Dealing With Extreme Heat
Between April and May 2022, almost 350 million Indians were subjected to severe heat stress. Summer temperatures rose by 0.5-0.9°C on average across districts in Punjab, Haryana, Uttar Pradesh, Bihar, and Rajasthan between 1990 and 2019; winter temperatures rose by a comparable amount in 54% of India’s districts. Maximum temperatures are anticipated to climb by 2-3.5°C in 100 districts and by 1.5- 2°C in approximately 455 districts between 2021 and 2050.
Points to Ponder:
- The article covers how rising temperatures and weather variability are affecting India.
- Between April and May 2022, almost 350 million Indians were subjected to severe heat stress.
- Summer temperatures in Punjab, Haryana, Uttar Pradesh, Bihar, and Rajasthan increased by 0.5-0.9°C on average between 1990 and 2019.
- Winter temperatures have risen similarly in 54% of India’s districts.
- The maximum temperature is anticipated to climb by 2-3.5°C in 100 districts and by 1.5- 2°C in approximately 455 districts between 2021 and 2050.
- Winter temperatures will rise by 1°C to 1.5°C in approximately 485 districts.
- Weather unpredictability has effects, particularly in agriculture, with recent weather variability ruining the bulk of Rajasthan’s cumin crop.
- Rising temperatures have also made cities more unlivable, with heat exposure causing laborers undertaking heavy work to lose productivity.
- Greening could help alleviate some of the problems by increasing the density and size of urban forests and recovering wetlands and dead ponds/lakes.
- To lessen the urban heat island effect, more permeable materials should be used, natural landscapes in metropolitan areas should be enhanced, and urban building standards should be raised.
- Chandigarh is an example of climate-responsive urban architecture that can be replicated in other Indian cities.
- Other options include using public transportation, minimizing personal car usage, reducing landfill size, trash segregation, and solid waste management.
- It is necessary to improve forecasting capability, including the possible impact of heat on food production, as well as to develop policies and guidelines on weather variability and urban heat management at the state, district, city, and municipality ward levels.
- Greening: Increase the permeable urban surface area and push for greater density and size of urban woods.
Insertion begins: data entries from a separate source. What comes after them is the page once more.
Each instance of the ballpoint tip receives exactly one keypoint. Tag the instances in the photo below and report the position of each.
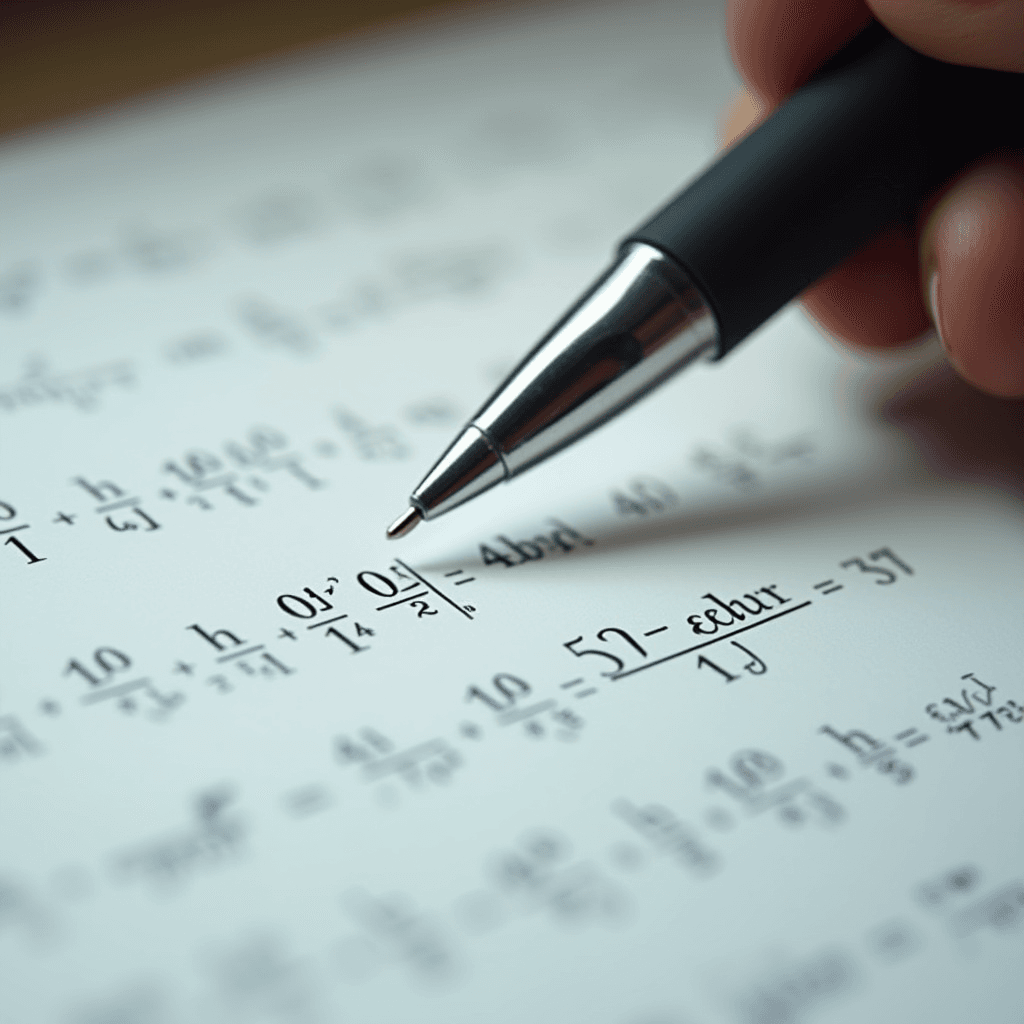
(404, 523)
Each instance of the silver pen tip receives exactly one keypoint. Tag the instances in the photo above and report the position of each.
(404, 523)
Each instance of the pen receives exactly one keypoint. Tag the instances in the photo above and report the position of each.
(856, 148)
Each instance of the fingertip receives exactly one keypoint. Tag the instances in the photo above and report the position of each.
(972, 274)
(872, 300)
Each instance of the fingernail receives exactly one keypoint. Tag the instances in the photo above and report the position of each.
(933, 304)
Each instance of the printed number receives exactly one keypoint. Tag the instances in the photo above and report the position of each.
(107, 659)
(888, 576)
(507, 689)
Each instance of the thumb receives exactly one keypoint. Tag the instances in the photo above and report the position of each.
(982, 33)
(972, 264)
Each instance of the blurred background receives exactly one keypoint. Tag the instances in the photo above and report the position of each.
(64, 58)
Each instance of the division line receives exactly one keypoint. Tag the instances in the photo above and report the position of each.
(327, 622)
(444, 597)
(511, 717)
(121, 503)
(708, 643)
(115, 691)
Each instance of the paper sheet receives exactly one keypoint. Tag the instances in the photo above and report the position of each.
(715, 718)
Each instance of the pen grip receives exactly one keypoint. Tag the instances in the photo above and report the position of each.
(856, 148)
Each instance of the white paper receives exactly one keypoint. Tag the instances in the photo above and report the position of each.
(259, 764)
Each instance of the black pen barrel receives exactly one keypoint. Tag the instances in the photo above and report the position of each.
(858, 147)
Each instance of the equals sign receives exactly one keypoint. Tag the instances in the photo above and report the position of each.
(576, 682)
(908, 738)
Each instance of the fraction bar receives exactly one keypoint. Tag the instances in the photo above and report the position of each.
(123, 503)
(327, 622)
(115, 691)
(511, 717)
(708, 643)
(401, 600)
(240, 653)
(403, 759)
(458, 607)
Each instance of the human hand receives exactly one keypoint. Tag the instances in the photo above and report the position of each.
(962, 270)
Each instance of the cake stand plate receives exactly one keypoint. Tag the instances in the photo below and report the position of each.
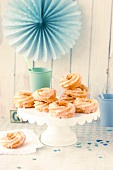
(59, 131)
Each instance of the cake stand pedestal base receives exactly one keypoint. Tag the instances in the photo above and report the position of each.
(59, 131)
(58, 136)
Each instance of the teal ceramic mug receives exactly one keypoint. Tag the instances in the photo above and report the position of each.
(39, 78)
(106, 110)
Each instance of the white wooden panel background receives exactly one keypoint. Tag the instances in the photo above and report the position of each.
(92, 56)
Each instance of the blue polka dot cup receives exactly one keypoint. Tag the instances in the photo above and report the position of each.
(106, 110)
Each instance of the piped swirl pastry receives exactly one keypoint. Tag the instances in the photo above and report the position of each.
(62, 109)
(86, 105)
(24, 100)
(71, 81)
(13, 139)
(79, 92)
(41, 106)
(45, 94)
(67, 98)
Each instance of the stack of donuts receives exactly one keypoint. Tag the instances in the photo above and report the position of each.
(23, 100)
(43, 97)
(74, 98)
(77, 93)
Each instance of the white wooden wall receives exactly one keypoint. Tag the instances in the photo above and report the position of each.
(92, 56)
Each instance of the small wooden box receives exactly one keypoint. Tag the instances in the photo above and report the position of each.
(14, 117)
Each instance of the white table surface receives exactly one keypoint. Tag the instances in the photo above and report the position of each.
(93, 150)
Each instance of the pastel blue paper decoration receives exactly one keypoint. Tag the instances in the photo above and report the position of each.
(42, 29)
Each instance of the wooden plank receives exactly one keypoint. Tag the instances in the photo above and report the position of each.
(81, 51)
(61, 67)
(6, 71)
(110, 77)
(22, 76)
(99, 45)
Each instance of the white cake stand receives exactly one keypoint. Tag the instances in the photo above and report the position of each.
(59, 131)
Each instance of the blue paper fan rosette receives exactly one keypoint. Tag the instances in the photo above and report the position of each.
(42, 29)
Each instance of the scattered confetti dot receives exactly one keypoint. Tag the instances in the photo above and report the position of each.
(107, 141)
(105, 144)
(98, 140)
(34, 159)
(79, 146)
(18, 167)
(109, 130)
(89, 149)
(55, 150)
(96, 144)
(100, 156)
(88, 134)
(89, 143)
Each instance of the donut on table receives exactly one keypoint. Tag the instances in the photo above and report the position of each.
(41, 106)
(62, 109)
(67, 98)
(13, 139)
(45, 95)
(79, 92)
(86, 105)
(23, 100)
(71, 81)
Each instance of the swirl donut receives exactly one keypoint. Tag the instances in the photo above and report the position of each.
(45, 95)
(71, 81)
(24, 100)
(41, 106)
(67, 98)
(79, 92)
(86, 105)
(13, 139)
(62, 109)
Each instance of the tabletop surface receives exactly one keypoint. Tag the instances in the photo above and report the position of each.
(93, 150)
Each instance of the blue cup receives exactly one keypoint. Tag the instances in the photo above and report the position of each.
(106, 110)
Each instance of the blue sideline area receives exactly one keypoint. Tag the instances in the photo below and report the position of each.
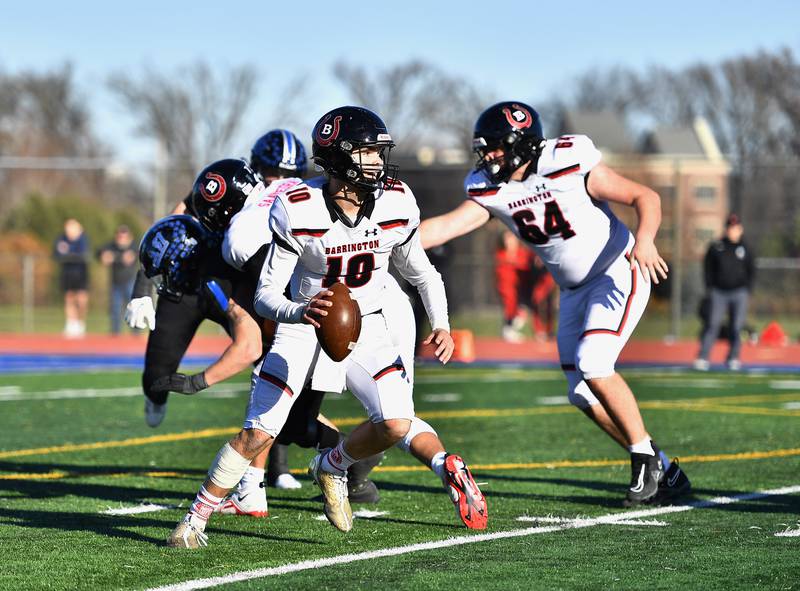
(75, 363)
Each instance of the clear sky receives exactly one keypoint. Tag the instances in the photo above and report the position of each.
(524, 50)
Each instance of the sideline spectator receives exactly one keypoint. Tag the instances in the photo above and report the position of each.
(71, 250)
(729, 274)
(121, 255)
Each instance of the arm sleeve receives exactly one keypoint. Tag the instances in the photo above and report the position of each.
(413, 264)
(282, 257)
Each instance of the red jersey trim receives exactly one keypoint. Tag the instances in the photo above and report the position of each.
(629, 300)
(563, 171)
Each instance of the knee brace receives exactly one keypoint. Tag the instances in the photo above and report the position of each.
(578, 391)
(228, 468)
(418, 426)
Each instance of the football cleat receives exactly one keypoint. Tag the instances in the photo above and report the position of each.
(674, 484)
(252, 503)
(646, 473)
(334, 492)
(286, 481)
(187, 535)
(362, 491)
(154, 413)
(464, 492)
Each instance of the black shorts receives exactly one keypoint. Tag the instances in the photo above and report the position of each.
(74, 277)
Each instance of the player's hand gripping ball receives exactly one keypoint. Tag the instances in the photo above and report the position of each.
(339, 330)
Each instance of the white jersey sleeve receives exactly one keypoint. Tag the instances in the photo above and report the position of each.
(415, 267)
(282, 257)
(568, 154)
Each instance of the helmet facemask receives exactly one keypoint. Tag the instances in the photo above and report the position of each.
(516, 149)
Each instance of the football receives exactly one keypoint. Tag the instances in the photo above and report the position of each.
(339, 330)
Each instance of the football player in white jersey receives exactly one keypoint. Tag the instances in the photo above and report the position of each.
(554, 194)
(344, 228)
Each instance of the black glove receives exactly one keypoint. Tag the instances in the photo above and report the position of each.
(179, 382)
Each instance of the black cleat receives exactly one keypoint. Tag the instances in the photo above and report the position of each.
(646, 474)
(674, 484)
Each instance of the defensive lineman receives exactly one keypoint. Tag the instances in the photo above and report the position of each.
(554, 194)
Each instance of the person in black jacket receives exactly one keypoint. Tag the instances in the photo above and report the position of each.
(729, 274)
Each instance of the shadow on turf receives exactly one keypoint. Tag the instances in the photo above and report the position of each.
(113, 526)
(76, 486)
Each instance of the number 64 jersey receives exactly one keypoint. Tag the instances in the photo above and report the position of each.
(315, 245)
(576, 236)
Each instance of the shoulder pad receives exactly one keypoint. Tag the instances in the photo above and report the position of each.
(568, 154)
(477, 184)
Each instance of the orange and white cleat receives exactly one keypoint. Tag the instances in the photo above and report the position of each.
(465, 494)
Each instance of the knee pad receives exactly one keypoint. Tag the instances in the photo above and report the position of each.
(578, 391)
(418, 426)
(394, 430)
(228, 468)
(593, 362)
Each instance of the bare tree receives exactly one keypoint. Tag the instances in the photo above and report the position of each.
(195, 112)
(420, 103)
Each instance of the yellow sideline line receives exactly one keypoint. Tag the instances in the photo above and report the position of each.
(697, 405)
(734, 457)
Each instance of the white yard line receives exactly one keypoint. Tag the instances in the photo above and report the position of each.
(529, 518)
(789, 533)
(462, 540)
(10, 395)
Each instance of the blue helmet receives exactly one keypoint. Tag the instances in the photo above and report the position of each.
(172, 252)
(278, 153)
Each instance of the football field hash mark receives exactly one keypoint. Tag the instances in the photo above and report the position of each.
(609, 518)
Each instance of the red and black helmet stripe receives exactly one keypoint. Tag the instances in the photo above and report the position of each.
(389, 224)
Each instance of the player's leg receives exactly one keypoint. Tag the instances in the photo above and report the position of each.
(274, 384)
(615, 303)
(424, 443)
(176, 324)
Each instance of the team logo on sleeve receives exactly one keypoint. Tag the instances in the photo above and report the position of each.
(213, 189)
(327, 132)
(519, 118)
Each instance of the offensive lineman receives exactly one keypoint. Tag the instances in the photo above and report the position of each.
(554, 194)
(345, 227)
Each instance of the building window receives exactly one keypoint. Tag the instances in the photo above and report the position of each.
(705, 192)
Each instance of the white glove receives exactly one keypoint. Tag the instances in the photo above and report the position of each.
(140, 313)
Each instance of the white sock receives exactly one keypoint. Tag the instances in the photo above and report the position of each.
(437, 463)
(643, 447)
(337, 461)
(252, 479)
(202, 507)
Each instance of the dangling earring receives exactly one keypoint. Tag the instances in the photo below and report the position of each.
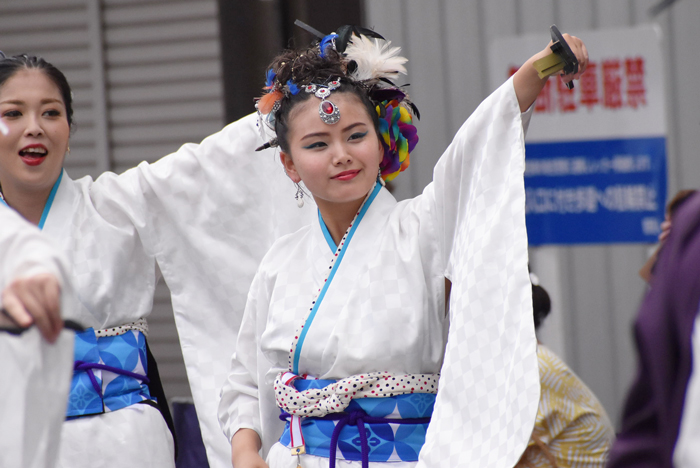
(299, 196)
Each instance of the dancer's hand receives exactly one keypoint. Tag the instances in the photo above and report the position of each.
(34, 300)
(245, 450)
(528, 84)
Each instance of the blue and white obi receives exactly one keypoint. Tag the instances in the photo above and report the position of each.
(370, 429)
(109, 373)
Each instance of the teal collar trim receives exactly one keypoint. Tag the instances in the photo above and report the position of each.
(49, 202)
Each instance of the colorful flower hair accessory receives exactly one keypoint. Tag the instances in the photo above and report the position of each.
(398, 135)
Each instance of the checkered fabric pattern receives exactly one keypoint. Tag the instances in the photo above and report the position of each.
(489, 385)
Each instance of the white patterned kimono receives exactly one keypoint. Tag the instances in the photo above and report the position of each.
(35, 374)
(205, 215)
(385, 307)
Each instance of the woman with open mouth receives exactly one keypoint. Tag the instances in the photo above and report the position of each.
(204, 215)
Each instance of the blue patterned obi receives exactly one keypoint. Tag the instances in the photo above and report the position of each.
(109, 373)
(370, 429)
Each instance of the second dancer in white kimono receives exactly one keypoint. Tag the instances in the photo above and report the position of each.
(195, 213)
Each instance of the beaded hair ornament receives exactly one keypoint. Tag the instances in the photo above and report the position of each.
(369, 62)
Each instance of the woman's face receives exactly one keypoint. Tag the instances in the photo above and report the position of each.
(338, 163)
(31, 156)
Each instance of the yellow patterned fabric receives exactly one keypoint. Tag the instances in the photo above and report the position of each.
(572, 428)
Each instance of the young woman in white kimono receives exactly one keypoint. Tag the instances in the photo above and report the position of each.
(35, 365)
(344, 331)
(196, 214)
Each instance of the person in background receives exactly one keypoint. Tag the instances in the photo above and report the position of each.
(36, 365)
(661, 417)
(647, 271)
(572, 428)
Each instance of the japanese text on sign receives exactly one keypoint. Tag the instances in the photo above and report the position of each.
(612, 83)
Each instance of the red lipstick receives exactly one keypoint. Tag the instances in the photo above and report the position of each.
(346, 175)
(33, 155)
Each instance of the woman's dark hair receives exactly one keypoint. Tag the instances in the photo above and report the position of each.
(308, 66)
(11, 65)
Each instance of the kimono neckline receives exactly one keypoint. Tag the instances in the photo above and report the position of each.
(49, 201)
(340, 253)
(324, 229)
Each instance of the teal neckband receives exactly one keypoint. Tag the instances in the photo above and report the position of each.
(49, 202)
(322, 294)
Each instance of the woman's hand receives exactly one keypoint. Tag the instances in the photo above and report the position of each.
(528, 85)
(245, 450)
(35, 300)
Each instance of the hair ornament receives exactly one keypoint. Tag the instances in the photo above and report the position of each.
(270, 79)
(327, 110)
(292, 88)
(374, 59)
(398, 136)
(327, 41)
(268, 101)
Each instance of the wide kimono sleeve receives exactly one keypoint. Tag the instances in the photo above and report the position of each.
(35, 374)
(489, 385)
(239, 407)
(25, 251)
(208, 213)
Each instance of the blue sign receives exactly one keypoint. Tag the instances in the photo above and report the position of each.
(595, 192)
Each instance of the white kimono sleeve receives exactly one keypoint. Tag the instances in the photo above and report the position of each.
(239, 407)
(489, 385)
(35, 374)
(208, 213)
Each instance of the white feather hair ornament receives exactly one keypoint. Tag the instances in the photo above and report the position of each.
(375, 58)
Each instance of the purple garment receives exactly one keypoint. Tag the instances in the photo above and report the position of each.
(663, 333)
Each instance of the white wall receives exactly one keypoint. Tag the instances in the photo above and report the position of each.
(595, 289)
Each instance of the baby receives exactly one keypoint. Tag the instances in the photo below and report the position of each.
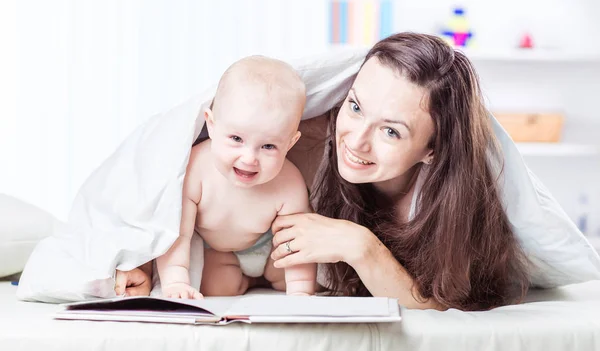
(238, 181)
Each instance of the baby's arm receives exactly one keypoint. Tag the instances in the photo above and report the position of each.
(173, 266)
(300, 279)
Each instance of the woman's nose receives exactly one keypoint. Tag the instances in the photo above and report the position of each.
(358, 140)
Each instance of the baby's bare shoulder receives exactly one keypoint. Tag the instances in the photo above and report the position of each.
(289, 177)
(292, 194)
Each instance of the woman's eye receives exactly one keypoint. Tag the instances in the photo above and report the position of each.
(391, 133)
(354, 106)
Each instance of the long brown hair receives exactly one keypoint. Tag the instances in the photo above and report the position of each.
(459, 248)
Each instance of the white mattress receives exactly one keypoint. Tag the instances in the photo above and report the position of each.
(567, 318)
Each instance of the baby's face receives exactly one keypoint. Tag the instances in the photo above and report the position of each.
(250, 141)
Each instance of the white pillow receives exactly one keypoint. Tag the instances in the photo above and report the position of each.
(22, 226)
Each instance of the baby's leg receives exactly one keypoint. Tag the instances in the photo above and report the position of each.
(222, 275)
(301, 279)
(275, 276)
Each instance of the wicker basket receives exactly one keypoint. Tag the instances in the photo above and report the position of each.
(532, 127)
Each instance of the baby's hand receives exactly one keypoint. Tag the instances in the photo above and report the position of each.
(181, 291)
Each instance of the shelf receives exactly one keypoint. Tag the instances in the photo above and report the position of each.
(530, 55)
(557, 149)
(510, 54)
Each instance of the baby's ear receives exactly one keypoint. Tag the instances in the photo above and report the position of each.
(294, 139)
(429, 158)
(209, 119)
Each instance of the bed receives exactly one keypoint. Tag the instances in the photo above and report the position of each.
(565, 318)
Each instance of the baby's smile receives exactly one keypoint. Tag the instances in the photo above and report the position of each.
(245, 176)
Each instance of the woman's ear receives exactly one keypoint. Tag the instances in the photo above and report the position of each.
(429, 158)
(209, 119)
(294, 140)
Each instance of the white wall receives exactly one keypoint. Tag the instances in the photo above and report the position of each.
(78, 76)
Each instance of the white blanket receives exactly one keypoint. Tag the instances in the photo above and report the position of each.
(128, 211)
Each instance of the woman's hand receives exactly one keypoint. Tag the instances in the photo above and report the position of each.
(135, 282)
(313, 238)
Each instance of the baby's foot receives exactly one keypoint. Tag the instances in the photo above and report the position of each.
(180, 291)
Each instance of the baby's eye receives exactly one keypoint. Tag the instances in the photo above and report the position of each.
(354, 106)
(391, 133)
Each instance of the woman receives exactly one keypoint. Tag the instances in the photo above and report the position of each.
(406, 201)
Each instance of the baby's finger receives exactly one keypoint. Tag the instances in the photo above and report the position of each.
(284, 235)
(290, 260)
(198, 296)
(120, 282)
(279, 252)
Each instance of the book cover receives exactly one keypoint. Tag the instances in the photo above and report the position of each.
(245, 309)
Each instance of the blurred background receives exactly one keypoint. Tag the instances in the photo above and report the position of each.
(76, 77)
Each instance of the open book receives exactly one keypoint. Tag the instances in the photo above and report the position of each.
(246, 308)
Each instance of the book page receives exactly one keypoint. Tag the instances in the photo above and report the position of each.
(334, 306)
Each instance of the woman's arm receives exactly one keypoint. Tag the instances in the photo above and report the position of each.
(315, 238)
(383, 275)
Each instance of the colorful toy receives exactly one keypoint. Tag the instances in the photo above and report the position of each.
(458, 32)
(361, 22)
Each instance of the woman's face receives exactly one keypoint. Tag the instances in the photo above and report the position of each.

Expanding wetlands and rehabilitating dead and decaying ponds/lakes may contribute to ecological functioning while reducing urban heat.
- Urban design: Promote the use of permeable materials in municipal infrastructure and residential buildings, as well as natural ventilation solutions such as brick jalis and terracotta tiles. Improve city building codes to avoid using heat-absorbing galvanized iron and metal roof sheets. Expand streets with limited ventilation and increase natural vegetation.
- Take advantage of public transit to limit personal vehicle usage and the extent of landfills.
- Waste management: Advocate for waste segregation and solid waste management at the source to decrease methane emissions from mountainous landfills, which can cause fires, worsening urban heat, and weather variability.
- Improve our forecasting abilities, especially the potential impact of heat on food output. Add local heat trends to current food inflation econometric models to help cope with the influence of heat on food production, storage, and sale.
- Policy guidelines: At the state, district, city, and municipality ward levels, develop thorough policies and guidelines on weather variability and urban heat management.
- Taking these steps early on, as well as putting in place basic infrastructure, can help Indians adapt to the worsening hot conditions caused by climate change.